Producers are responding in a manner to soften the blow of lower demand — by lowering production — but with so much supply left to tap on a whim, it will likely be difficult for a sustainable rally to occur in the oil market.
However, thanks to its size, Exxon Mobil is going to survive the difficulties in the energy market right now. Analysts expect a loss of 18 cents per share this year, before a rebound to $1.54 per share in profit in 2021. The company was also able to maintain its dividend payout.
The current yield sits at 8% and while somewhat concerning, the company keeps on paying. It may lose its standing as a dividend aristocrat if it fails to raise that payout this year, but simply maintaining it is a feat in itself.
Last quarter, Exxon missed revenue estimates by more than $5.5 billion when it reported $32.6 billion in sales. However, management continues to cut costs and is on the right path, despite the painful environment it’s in right now.
Trading XOM Stock
Risk-reward is a common investment and trading principle.

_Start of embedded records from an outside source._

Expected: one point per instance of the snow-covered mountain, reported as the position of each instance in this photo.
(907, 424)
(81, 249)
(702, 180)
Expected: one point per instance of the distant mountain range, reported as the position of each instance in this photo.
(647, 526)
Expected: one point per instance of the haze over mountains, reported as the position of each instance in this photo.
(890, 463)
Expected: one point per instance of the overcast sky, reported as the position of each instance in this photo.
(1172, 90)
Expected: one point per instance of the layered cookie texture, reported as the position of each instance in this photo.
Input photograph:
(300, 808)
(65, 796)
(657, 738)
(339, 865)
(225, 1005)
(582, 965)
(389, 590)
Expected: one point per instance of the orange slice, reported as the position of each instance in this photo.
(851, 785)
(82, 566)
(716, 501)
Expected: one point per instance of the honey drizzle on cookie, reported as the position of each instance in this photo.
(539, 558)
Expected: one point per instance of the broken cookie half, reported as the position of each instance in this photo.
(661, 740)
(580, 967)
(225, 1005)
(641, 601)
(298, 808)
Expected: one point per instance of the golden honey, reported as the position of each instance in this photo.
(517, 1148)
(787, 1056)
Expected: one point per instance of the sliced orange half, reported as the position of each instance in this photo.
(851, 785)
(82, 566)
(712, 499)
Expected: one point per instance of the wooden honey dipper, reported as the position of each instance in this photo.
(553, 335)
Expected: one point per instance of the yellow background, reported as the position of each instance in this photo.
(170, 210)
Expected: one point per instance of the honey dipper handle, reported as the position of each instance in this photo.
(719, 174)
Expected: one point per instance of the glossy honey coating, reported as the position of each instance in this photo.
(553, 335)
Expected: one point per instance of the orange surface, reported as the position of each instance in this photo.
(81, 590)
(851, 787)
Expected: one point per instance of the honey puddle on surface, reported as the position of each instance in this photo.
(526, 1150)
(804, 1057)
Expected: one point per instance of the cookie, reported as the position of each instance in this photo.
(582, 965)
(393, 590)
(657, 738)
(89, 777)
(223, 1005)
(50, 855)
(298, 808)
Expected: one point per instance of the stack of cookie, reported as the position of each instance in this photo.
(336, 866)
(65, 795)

Put simply, investors want an attractive risk-reward setup before deploying their hard-earned dollars in a specific security or asset.
When I look at the chart of Exxon Mobil stock, I see that $40 has been solid support. Even though shares have clearly been struggling to gain upside momentum — as evidenced by the fact that it’s below all of its major moving averages — support has been intact for months now.
A break below $40 changes things a bit, first putting the 23.6% retracement in play near $38. Below that and more selling pressure can ensue. However, with this in mind, investors can buy Exxon Mobil stock with a low-risk profile, knowing they can stop out on a close below $40 if they so desire.
On the upside, bulls will be looking for the stock to reclaim the 20-day and 50-day moving averages. Above puts the August high in play at $45.52. Above opens the door toward $50 and the 200-day moving average.
Investors who do not like the single-stock risk of Exxon Mobil, can go with something like the Energy Select Sector SPDR ETF (NYSEARCA:XLE) or add other large-cap names like Chevron (NYSE:CVX) to the mix.
At the end of the day, the sector does not have the same bullish fundamentals driving it higher. To be clear, it is not a short-term bet on the upside. However, if oil demand picks up, these names could go on a run.